= Local multipoint distribution service =

Broadband wireless access technology

Local multipoint distribution service (LMDS) is a broadband wireless access technology originally designed for digital television transmission (DTV). It was conceived as a fixed wireless, point-to-multipoint technology for utilization in the last mile.
LMDS commonly operates on microwave frequencies across the 26 GHz and 29 GHz bands. In the United States, frequencies from 31.0 through 31.3 GHz are also considered LMDS frequencies.

Throughput capacity and reliable distance of the link depends on common radio link constraints and the modulation method used – either phase-shift keying or amplitude modulation. Distance is typically limited to about 1.5 mi due to rain fade attenuation constraints. Deployment links of up to 5 mi from the base station are possible in some circumstances such as in point-to-point systems that can reach slightly farther distances due to increased antenna gain.

==History and outlook==

===United States===
There was interest in LMDS in the late 1990s and it became known in some circles as "wireless cable" for its potential to compete with cable companies for provision of broadband television to the home. The Federal Communications Commission auctioned spectrum for LMDS in 1998 and 1999.

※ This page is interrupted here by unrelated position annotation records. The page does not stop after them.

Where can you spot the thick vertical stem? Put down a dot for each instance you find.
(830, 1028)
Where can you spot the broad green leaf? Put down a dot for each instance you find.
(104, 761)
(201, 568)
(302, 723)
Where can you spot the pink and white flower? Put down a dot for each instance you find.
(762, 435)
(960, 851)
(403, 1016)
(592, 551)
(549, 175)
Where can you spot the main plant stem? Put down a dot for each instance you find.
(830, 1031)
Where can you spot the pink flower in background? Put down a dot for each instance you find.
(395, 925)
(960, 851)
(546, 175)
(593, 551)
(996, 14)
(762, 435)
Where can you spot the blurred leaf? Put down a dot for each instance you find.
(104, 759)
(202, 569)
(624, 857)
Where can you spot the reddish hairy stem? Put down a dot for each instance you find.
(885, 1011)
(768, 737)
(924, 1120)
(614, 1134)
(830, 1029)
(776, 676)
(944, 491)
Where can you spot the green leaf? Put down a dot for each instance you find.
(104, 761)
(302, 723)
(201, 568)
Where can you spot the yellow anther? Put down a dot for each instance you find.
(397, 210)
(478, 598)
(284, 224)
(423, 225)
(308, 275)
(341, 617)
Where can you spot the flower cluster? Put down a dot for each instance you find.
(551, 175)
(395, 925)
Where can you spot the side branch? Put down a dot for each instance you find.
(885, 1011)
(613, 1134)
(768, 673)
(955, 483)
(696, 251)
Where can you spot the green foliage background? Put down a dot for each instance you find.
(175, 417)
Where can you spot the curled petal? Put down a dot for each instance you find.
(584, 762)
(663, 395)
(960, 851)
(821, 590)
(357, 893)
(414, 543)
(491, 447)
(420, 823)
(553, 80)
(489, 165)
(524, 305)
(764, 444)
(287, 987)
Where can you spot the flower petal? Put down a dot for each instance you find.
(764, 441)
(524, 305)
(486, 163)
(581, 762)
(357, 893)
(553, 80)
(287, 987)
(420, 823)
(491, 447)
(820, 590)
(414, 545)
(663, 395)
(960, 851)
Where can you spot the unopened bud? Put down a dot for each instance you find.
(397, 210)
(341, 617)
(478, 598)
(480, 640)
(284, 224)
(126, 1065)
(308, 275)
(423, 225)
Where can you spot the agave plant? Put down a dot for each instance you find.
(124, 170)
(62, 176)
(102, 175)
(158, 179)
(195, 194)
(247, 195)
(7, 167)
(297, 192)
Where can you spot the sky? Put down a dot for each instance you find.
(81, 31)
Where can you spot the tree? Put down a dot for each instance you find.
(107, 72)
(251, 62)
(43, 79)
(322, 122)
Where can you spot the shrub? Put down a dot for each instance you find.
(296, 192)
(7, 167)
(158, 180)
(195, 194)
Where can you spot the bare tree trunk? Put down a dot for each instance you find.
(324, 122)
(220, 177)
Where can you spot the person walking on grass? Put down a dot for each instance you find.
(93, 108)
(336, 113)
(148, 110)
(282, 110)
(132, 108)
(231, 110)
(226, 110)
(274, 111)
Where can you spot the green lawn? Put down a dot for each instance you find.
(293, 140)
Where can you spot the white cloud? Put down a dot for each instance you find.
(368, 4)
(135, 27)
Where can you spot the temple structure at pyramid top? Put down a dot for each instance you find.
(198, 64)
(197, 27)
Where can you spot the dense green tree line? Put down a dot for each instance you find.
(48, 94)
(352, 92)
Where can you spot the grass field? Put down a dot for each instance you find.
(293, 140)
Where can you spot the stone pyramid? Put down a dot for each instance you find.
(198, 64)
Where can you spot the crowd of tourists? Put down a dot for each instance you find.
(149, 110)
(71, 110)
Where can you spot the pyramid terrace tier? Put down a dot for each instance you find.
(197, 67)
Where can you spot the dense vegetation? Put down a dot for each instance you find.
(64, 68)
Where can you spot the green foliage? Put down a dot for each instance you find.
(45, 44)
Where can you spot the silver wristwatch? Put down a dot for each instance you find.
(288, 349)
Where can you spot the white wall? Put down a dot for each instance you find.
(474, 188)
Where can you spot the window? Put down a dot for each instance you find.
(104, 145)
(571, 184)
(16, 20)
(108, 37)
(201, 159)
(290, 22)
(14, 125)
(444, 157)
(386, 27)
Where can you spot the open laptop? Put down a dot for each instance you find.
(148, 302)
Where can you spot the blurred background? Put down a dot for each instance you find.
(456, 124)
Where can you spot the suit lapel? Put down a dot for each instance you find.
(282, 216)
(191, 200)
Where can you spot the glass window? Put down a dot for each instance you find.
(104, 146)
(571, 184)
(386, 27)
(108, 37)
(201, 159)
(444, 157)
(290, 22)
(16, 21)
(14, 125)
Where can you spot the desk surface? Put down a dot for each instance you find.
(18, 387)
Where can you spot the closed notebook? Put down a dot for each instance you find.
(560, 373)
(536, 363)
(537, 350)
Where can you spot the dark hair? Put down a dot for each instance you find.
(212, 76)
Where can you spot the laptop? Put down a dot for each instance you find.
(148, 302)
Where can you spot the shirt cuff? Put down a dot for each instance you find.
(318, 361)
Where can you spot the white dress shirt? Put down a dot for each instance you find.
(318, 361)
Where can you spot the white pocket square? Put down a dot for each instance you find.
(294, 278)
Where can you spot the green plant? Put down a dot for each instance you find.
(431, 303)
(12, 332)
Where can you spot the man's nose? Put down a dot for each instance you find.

Despite its early potential and the hype that surrounded the technology, LMDS was slow to find commercial traction. Some equipment and technology vendors simply abandoned their LMDS product portfolios.

Industry observers believe that the window for LMDS has closed with newer technologies replacing it. Major telecommunications companies have been aggressive about deploying alternative technologies such as IPTV and fiber to the premises, also called "fiber optics". Moreover, LMDS has been surpassed in both technological and commercial potential by the LTE, WiMax and 5G NR standards.

===Europe and worldwide===
Although some operators use LMDS to provide access services, LMDS is more commonly used for high-capacity backhaul for interconnection of networks such as GSM, UMTS, LTE and Wi-Fi.